Refutaciones de postí­n para afirmaciones de listí­n I (Impuestos)

Cuando a usted le digan:

Hay que bajar los impuestos; el dinero está mejor en los bolsillos de los ciudanos

No se entretenga hablando del fracaso de las polí­ticas monetaristas en los 80 ni de la falsedad de la curva de Laffer, aquí­ tiene una anécdota de prestigio para ilustrar su argumento: la batalla de Salamina.

Tras la victoria ante los persas de Darí­o en la batalla de Maratón, las ciudades griegas se sumieron en un perí­odo de complacencia, convencidas de que la retirada persa al Asia Menor era definitiva. ¿Todos?, no. El ateniense Temí­stocles, al que hoy considerarí­amos un lobbista de la industria armamentí­stica, no paraba de asegurar que Maratón no era el final del contencioso contra los persas, sino el principio, y que era necesario construir una poderosa flota naval. El gran debate surgió cuando en 483 AC se descubrió un rico yacimiento de plata en Laurión. En la asamblea, se dispusieron dos bandos, los que sostení­an que el botí­n tení­a que repartirse entre los ciudadanos y Temí­stocles, que insistí­a en gastarlo en el complejo militar-industrial de la época. El sabio-lobbista sacó un as de la manga para llevarse el gato al agua: el oráculo de Delfos le habí­a indicado que la plata tení­a que emplearse para erigir un muro de madera que defendiera Atenas, lo que él interpretó como la construcción de 200 naves trirremes. Se pusieron manos a la obra. E hicieron bien porque Jerjes, sucesor de Darí­o, que llevaba preparando la invasión de Grecia desde su llegada al trono, en 486 AC, inició su campaña en 481 AC cruzando el Hespolonto por puentes construidos con barcos. ¿Qué habrí­a pasado si en la asamblea Temí­stocles hubiera sido derrotado por los liberales que defendí­an que la riqueza estaba mejor en los bolsillos de los ciudadanos? (Dí­gase esto último arrastrando las vocales, como Pedro Solbes)
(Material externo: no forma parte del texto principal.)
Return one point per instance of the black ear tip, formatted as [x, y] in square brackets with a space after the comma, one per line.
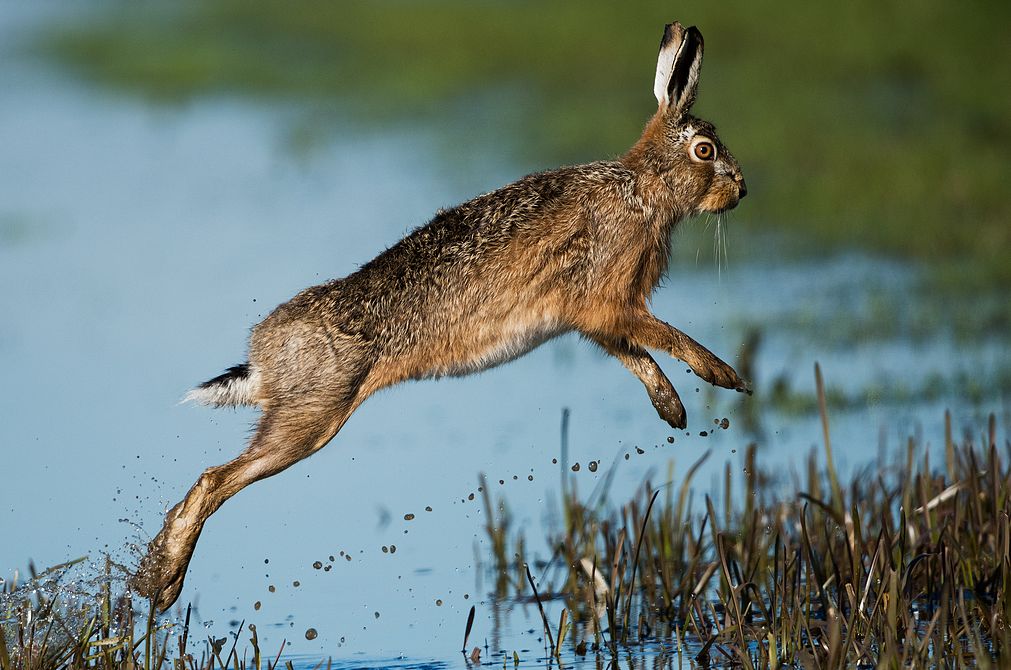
[695, 34]
[671, 32]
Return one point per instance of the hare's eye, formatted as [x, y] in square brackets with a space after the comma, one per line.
[704, 150]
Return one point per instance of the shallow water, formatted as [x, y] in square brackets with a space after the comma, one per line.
[140, 243]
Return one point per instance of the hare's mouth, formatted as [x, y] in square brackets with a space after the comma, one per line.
[723, 197]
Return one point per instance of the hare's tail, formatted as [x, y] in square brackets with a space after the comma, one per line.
[240, 385]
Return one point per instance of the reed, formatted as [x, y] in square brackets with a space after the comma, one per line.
[902, 565]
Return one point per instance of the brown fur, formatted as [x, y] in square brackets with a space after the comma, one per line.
[575, 249]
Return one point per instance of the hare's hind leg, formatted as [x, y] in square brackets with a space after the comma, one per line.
[661, 391]
[650, 332]
[284, 436]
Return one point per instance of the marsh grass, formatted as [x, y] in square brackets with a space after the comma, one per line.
[904, 564]
[54, 620]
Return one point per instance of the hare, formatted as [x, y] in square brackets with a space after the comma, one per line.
[575, 249]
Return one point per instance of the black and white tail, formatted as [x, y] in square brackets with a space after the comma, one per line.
[240, 385]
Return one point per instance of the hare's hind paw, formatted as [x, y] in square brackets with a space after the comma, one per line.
[718, 373]
[668, 405]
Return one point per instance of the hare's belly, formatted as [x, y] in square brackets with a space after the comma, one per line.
[493, 346]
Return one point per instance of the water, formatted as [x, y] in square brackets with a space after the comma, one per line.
[140, 243]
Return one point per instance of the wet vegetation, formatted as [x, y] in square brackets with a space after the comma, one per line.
[866, 125]
[905, 564]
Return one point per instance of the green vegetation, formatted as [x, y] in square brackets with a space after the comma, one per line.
[905, 565]
[878, 125]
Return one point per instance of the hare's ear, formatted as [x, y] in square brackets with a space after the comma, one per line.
[677, 68]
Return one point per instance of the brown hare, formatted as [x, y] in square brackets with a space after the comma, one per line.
[575, 249]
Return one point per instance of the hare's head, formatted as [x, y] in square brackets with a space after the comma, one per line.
[683, 150]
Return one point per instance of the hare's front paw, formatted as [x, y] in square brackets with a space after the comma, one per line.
[668, 406]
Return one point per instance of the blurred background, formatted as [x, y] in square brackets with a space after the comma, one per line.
[170, 173]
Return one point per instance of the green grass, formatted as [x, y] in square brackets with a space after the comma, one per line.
[878, 125]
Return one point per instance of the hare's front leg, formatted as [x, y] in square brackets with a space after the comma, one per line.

El resto de la historia tiene detalles preciosos y que se pueden sacar en cualquier momento. La historia de Leonidas y sus 300 que retuvieron a los persas en el paso de las Termópilas, otra intervención de Temí­stocles proponiendo el canal de Salamina como lugar de la contienda contra la propuesta espartana de luchar en el istmo Corinto, mar abierto, para tener capacidad de repliegue, la destrucción de Atenas durante la asamblea de ciudades griegas para decidir el combate, otra intervención de Temí­stocles enviando un traidor de trampilla al campamento de Jerjes para engañarlo (detalle usado por Mariano Rajoy en un pasado Debate sobre el estado de la Náción), la presencia entre los persas de Artemisia I de Caria, primera mujer almirante de la historia, el trono que se hizo construir Jerjes para contemplar la segura victoria, otra intervención de Temí­stocles engañando de nuevo a Jerjes y provocando que la batalla se desarrollara en el canal de Salamina en lugar de en Corinto, cuestión que aún debatí­a la asamblea griega y que sólo se saldó con los hechos consumados. La batalla, que duró entre siete y ocho horas, se decidió por la movilidad de la flota griega y el embotellamiento sufrido por las enormes naves persas en el canal. Ay, cuántas veces se repite la historia.

Pero, el detalle más interesante es la propia historia de Temí­stocles. Tras la victoria, recibió todo tipo de honores, incluida la corona de laurel de Esparta. Sin embargo, como buen lobbista armamentí­stico, buscó nuevos enemigos y auguró que Esparta se convertirí­a en un peligro para Atenas y promovió la construcción de fortificaciones. Cuando Esparta presentó una queja, Temí­stocles se incluyó en la embajada negociadora (tradición continuada por Halliburton) y, cuando recibio la noticia de el Muro estaba terminado, se dirigió provocadoramente a los espartanos. Ay, pero no hay agorero que diez años dure y el lobby de los comerciantes, a quienes no interesaba otra guerra, promovió su ostracismo y, después su condena a muerte. Temí­stocles se refugió en el Imperio Persa, donde murió en 470 AC. Según la tradición, se envenenó para no participar en un nuevo intento de invasión de Grecia; no querí­a traicionar su anfitrión ni a sus antiguos compatriotas. En 431 AC, se declaró la Guerra del Peloponeso entre la liga del Peloponeso, digirida por Esparta, y la de Delos, encabezada por Atenas, un conflicto muy interesante para comprobar cómo se puede desestabilizar un sistema polí­tico usando el derecho de autodeterminación (de los territorios del enemigo, claro). Kosovo, Abjasia, Osetia, Tí­bet, Taiwan… Ay.